Use just the basename of each file, not the full path. Do this whether the run was manual (user invoked `/doc-watcher`) or from the scheduled automation.

If both `processed` and `errors` are empty:
- Manual run: tell the user in chat that nothing new was found.
- Automation run: stay completely silent (no Teams message, no chat output).
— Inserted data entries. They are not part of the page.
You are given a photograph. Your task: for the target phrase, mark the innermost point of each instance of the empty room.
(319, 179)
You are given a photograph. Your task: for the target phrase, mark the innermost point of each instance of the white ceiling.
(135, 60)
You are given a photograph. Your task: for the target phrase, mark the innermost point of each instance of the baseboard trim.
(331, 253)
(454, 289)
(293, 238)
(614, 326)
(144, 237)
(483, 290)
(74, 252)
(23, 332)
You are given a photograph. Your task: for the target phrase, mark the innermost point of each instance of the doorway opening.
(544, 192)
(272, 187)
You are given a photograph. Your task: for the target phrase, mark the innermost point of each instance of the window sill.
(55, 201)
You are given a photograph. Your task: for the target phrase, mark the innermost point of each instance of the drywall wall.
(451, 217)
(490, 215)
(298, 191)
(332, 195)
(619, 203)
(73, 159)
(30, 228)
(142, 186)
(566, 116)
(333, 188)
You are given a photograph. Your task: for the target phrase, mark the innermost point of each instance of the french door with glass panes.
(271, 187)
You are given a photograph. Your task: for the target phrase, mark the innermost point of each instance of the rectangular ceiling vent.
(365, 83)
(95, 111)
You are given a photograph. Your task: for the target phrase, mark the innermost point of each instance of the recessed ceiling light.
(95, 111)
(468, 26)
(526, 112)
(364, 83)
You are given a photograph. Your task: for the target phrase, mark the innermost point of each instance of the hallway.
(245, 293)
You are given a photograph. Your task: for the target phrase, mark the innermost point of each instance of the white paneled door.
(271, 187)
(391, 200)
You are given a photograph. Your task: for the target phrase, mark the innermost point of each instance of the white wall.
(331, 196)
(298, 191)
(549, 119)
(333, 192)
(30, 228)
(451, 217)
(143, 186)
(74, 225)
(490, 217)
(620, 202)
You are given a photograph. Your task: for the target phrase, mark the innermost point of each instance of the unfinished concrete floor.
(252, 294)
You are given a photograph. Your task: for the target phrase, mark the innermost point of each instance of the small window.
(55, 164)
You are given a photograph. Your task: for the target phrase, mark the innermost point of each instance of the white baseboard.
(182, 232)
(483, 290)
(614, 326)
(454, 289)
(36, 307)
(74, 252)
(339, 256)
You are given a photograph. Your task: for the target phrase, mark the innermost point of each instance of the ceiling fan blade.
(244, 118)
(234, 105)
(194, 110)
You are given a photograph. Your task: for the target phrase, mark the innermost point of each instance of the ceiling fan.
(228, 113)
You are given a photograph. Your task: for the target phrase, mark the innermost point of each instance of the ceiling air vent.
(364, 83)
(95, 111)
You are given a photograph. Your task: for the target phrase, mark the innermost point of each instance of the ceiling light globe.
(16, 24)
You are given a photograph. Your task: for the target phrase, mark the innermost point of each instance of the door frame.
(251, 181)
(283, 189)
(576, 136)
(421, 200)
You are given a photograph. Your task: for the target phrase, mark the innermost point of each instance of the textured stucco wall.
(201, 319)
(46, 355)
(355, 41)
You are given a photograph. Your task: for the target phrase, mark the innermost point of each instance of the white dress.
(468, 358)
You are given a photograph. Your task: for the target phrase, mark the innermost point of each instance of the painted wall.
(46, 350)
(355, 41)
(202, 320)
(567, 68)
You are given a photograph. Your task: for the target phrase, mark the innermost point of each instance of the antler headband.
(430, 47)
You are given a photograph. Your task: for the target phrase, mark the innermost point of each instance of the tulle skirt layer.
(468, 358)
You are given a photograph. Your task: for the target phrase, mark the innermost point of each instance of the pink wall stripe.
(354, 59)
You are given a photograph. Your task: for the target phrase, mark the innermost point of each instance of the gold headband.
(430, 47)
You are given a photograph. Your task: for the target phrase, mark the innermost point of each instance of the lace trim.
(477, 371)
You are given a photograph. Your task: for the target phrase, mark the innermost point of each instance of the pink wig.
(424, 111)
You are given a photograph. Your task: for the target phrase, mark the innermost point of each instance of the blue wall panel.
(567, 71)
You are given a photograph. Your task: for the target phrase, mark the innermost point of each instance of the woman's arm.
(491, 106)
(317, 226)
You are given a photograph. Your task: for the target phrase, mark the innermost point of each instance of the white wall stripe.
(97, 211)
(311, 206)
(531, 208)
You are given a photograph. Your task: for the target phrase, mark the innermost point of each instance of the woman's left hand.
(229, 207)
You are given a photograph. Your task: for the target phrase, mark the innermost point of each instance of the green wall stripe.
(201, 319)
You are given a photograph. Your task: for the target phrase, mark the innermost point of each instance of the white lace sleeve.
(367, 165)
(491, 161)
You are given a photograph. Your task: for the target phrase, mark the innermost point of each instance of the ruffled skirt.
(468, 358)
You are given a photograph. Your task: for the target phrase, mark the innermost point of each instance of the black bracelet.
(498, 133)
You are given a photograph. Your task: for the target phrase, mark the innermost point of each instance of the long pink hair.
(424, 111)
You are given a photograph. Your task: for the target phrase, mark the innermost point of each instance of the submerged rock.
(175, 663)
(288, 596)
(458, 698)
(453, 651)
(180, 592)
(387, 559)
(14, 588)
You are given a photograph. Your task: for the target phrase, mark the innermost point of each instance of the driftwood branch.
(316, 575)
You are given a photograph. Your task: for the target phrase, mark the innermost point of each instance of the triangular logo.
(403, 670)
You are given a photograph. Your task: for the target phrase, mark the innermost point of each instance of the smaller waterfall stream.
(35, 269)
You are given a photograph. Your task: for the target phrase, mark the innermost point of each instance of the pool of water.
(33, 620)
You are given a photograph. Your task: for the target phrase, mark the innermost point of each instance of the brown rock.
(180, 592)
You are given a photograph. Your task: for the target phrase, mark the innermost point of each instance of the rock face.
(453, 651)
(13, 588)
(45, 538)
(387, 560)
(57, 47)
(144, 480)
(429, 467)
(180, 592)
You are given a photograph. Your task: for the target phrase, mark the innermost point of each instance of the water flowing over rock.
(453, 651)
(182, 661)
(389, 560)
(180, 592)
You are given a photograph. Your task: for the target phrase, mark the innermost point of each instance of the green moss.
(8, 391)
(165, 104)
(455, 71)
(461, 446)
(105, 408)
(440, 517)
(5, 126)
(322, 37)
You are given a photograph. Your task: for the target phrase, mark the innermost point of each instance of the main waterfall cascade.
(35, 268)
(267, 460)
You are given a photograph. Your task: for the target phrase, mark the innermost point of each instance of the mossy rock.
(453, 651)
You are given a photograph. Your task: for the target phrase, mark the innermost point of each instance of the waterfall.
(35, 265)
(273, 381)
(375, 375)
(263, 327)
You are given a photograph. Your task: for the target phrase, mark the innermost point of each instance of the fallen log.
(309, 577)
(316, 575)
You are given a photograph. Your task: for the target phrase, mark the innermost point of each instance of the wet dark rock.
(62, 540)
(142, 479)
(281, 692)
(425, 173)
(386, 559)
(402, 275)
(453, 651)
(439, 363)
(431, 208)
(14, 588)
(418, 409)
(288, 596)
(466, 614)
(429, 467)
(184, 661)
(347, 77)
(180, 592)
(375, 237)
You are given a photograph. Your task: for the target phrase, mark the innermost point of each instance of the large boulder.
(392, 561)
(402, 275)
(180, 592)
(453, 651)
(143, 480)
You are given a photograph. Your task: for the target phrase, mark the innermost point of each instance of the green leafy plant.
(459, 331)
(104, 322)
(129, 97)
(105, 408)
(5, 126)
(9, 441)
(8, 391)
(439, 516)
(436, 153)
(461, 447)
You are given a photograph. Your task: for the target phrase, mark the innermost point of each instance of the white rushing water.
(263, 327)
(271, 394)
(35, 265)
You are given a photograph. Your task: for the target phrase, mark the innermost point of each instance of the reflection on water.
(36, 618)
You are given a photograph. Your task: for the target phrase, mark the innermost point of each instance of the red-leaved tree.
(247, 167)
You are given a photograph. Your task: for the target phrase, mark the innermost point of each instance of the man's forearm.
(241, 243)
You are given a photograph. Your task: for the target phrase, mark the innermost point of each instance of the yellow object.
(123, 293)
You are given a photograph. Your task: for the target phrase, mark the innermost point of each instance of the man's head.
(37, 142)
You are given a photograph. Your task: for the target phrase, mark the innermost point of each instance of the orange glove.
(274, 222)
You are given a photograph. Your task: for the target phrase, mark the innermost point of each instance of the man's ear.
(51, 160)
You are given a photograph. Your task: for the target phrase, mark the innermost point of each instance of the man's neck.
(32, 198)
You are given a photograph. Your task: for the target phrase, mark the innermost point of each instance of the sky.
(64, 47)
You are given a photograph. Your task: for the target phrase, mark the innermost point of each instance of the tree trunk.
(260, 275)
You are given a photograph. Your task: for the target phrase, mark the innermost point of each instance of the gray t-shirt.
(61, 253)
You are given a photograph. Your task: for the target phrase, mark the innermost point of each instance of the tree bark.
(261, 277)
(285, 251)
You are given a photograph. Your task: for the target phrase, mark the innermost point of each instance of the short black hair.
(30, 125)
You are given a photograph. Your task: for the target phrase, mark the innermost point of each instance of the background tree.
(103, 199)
Also summarize results in the chat when the user invoked the skill manually.

## 5. Automation prompt

When creating or updating the automation, use this prompt:

```
Run the doc-watcher converter silently. Read C:\Users\<you>\.copilot\m-skills\doc-watcher\config.json and execute:
python "C:\Users\<you>\.copilot\m-skills\doc-watcher\convert.py" --folder "<folder>" --pattern "<pattern>" --out "<out_dir>" --state "C:\Users\<you>\.copilot\m-skills\doc-watcher\state.json"
(omit --out if out_dir is empty). Parse the JSON output. If the "processed" list is non-empty OR "errors" is non-empty, call m_send_teams_message with:

"doc-watcher converted N new file(s) in <folder>:
- <basename>
- <basename>
(errors, if any, with filename + error)
Sent on your behalf by Clawpilot 🤖"

If both processed and errors are empty, do nothing and stay silent. Never prompt the user.
```

## 6. Reconfigure

If the user asks to change folder, pattern, frequency, or output:
- Update `config.json` accordingly.
- If `interval_minutes` changed, call `m_update_automation(id=automation_id, schedule="every <new> minutes")`.
- If the user asks to stop watching, call `m_update_automation(id=automation_id, enabled=false)`.

## Dependencies

Python 3.12+ with `pywin32`. Microsoft Word must be installed (used in headless `Visible=False` mode).